When I began writing and distributing this column, I wanted to find a way to both make it free and easy for bloggers, small non-commercial publications and individuals to share it, whilst also giving syndicating publications something they can stake a claim in.

Luckily I was aware of a new copyright licensing system called Creative Commons that enables such a hybrid model of media production. Not only is it a useful tool for media producers, it's also an important part of the larger trend that is blurring the lines between producers and consumers of media.

Established in 2002, the Creative Commons (CC) license system allows artists, both professional and amateur, to copyright their work with as many restrictions as they choose -- including the ability to un-copyright works completely. According to their website, "Creative Commons provides free tools that lets authors, scientists, artists, and educators easily mark their creative work with the freedoms they want it to carry."

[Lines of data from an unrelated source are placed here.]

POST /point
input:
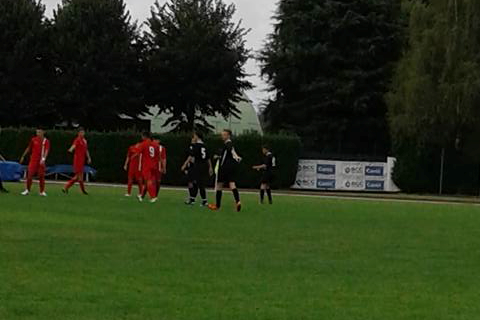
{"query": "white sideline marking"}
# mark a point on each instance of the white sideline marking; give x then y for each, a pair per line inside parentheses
(322, 196)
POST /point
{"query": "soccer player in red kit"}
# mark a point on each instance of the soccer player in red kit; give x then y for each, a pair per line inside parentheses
(162, 165)
(150, 159)
(80, 152)
(38, 148)
(132, 166)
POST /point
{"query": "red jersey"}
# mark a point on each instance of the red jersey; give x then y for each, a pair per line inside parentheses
(81, 148)
(134, 158)
(150, 155)
(163, 152)
(39, 148)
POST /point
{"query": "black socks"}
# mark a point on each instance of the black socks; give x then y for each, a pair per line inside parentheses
(269, 194)
(236, 195)
(219, 198)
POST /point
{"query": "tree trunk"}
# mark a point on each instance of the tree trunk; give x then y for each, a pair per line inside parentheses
(442, 165)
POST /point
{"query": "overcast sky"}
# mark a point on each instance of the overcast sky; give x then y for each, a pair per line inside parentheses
(256, 15)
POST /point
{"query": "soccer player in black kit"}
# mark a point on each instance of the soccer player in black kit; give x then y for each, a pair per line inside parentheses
(226, 175)
(200, 169)
(267, 168)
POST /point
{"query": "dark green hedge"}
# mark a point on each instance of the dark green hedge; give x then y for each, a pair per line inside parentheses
(108, 150)
(417, 170)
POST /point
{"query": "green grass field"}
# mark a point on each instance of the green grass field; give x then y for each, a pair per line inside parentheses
(108, 257)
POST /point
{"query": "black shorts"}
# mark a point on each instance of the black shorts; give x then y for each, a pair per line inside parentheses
(190, 174)
(267, 177)
(200, 174)
(227, 174)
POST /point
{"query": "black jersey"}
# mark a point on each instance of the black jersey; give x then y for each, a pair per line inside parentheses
(227, 158)
(269, 161)
(199, 152)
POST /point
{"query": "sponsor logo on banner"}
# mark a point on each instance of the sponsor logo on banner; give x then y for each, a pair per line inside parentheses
(375, 171)
(326, 183)
(326, 169)
(375, 185)
(306, 168)
(305, 183)
(353, 169)
(353, 184)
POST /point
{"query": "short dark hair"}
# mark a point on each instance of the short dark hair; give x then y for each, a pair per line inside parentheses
(198, 134)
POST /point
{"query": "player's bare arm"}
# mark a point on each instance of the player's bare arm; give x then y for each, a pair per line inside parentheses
(127, 161)
(236, 156)
(44, 159)
(164, 166)
(260, 167)
(89, 159)
(25, 153)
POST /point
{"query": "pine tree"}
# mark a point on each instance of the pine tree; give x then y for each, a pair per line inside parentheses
(98, 61)
(329, 63)
(26, 72)
(195, 61)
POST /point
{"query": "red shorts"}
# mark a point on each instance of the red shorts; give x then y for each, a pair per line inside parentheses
(78, 167)
(35, 168)
(135, 175)
(149, 174)
(158, 175)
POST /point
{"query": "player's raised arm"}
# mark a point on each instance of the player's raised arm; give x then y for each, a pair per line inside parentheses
(46, 151)
(89, 159)
(26, 152)
(127, 161)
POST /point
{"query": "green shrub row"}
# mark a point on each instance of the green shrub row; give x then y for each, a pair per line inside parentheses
(108, 151)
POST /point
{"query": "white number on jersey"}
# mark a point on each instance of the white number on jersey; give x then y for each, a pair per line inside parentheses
(151, 150)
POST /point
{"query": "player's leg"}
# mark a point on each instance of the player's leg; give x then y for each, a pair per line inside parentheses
(203, 192)
(130, 181)
(151, 186)
(236, 195)
(269, 193)
(262, 192)
(192, 192)
(141, 185)
(202, 182)
(31, 171)
(81, 182)
(219, 194)
(41, 179)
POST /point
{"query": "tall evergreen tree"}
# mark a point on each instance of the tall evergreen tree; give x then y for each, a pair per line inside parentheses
(329, 63)
(25, 69)
(195, 61)
(98, 61)
(435, 95)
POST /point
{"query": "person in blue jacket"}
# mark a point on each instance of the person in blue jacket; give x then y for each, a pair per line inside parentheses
(2, 189)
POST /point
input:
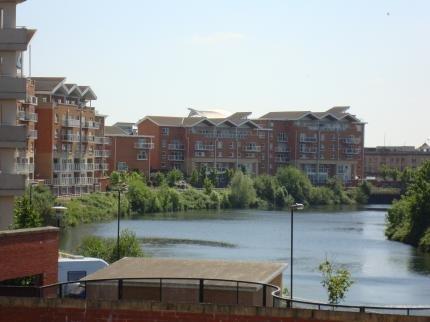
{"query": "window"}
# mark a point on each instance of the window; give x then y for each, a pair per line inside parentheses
(141, 155)
(1, 18)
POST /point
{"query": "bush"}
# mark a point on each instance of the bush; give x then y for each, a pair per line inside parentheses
(106, 248)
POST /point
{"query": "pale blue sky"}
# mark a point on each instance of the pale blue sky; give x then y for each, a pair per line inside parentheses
(160, 57)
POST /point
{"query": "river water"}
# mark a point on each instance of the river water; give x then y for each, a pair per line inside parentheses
(385, 272)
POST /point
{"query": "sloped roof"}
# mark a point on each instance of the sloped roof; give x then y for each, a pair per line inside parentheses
(47, 84)
(114, 130)
(139, 267)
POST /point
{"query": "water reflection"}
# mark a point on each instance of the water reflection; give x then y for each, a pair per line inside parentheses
(385, 272)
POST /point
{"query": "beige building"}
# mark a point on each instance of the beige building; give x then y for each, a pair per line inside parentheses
(13, 89)
(396, 157)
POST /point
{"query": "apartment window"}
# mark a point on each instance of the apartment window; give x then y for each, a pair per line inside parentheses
(122, 166)
(141, 155)
(1, 18)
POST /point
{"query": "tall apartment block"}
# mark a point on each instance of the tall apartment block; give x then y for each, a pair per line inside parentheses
(322, 144)
(13, 89)
(71, 147)
(129, 151)
(207, 139)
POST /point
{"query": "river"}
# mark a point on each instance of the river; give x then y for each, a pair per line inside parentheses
(385, 272)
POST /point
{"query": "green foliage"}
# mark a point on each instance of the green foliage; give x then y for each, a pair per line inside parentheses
(25, 216)
(242, 190)
(409, 219)
(336, 281)
(93, 208)
(173, 176)
(106, 248)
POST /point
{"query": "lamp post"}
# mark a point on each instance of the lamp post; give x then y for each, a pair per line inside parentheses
(31, 185)
(120, 188)
(59, 210)
(296, 206)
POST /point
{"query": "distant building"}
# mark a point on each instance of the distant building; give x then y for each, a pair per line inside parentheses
(322, 144)
(396, 157)
(71, 149)
(129, 152)
(16, 108)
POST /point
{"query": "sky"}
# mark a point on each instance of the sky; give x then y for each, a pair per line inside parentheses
(161, 57)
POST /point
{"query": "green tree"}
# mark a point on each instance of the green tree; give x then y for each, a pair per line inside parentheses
(336, 281)
(173, 176)
(242, 193)
(25, 216)
(106, 248)
(296, 182)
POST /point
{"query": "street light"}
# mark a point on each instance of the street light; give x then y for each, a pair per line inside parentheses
(120, 188)
(296, 206)
(59, 210)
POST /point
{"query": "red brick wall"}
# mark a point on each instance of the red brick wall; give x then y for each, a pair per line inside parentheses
(27, 252)
(50, 310)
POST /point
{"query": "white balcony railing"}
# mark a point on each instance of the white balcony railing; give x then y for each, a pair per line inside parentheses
(69, 122)
(176, 146)
(144, 145)
(204, 147)
(24, 168)
(70, 137)
(27, 116)
(252, 148)
(102, 153)
(32, 134)
(102, 140)
(175, 158)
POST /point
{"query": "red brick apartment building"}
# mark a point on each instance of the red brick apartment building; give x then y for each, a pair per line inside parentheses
(71, 149)
(322, 144)
(129, 151)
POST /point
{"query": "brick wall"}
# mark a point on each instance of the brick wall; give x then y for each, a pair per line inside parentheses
(28, 252)
(50, 310)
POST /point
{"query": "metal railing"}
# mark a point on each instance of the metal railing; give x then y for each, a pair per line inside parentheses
(236, 292)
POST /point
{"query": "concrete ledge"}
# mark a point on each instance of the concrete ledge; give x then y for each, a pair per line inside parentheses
(217, 312)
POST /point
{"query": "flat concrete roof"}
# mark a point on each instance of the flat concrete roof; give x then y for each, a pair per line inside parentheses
(131, 267)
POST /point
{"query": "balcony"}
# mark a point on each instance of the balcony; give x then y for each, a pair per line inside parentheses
(91, 125)
(12, 87)
(101, 166)
(280, 159)
(144, 145)
(70, 137)
(13, 136)
(102, 140)
(102, 153)
(24, 168)
(15, 39)
(69, 122)
(204, 147)
(252, 148)
(83, 166)
(352, 151)
(176, 146)
(32, 134)
(27, 116)
(175, 158)
(12, 184)
(308, 139)
(282, 149)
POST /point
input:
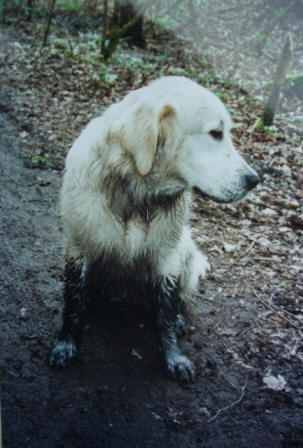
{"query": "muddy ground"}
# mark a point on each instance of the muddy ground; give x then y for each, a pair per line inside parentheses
(246, 340)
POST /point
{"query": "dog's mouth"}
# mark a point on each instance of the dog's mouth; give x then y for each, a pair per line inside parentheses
(201, 193)
(204, 195)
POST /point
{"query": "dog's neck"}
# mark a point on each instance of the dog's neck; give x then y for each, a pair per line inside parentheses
(130, 198)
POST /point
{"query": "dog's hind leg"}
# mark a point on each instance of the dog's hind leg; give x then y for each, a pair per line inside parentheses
(75, 300)
(177, 364)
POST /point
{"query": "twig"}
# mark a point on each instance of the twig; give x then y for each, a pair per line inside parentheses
(230, 405)
(281, 313)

Creative Commons allows cultural producers to easily add an individually defined copyright badge to their work (usually a small graphic). These badges provide a clear indication of the specific copyright restrictions (or lack thereof) for other cultural producers and users.

Big corporate media organizations use synergies and joint ventures to bring in larger audiences. Independent and online media need to create their own synergies by building and sharing audiences using their own unique strengths. So I figured what better chance to experiment than with a column focusing on the intersection between media, culture and technology.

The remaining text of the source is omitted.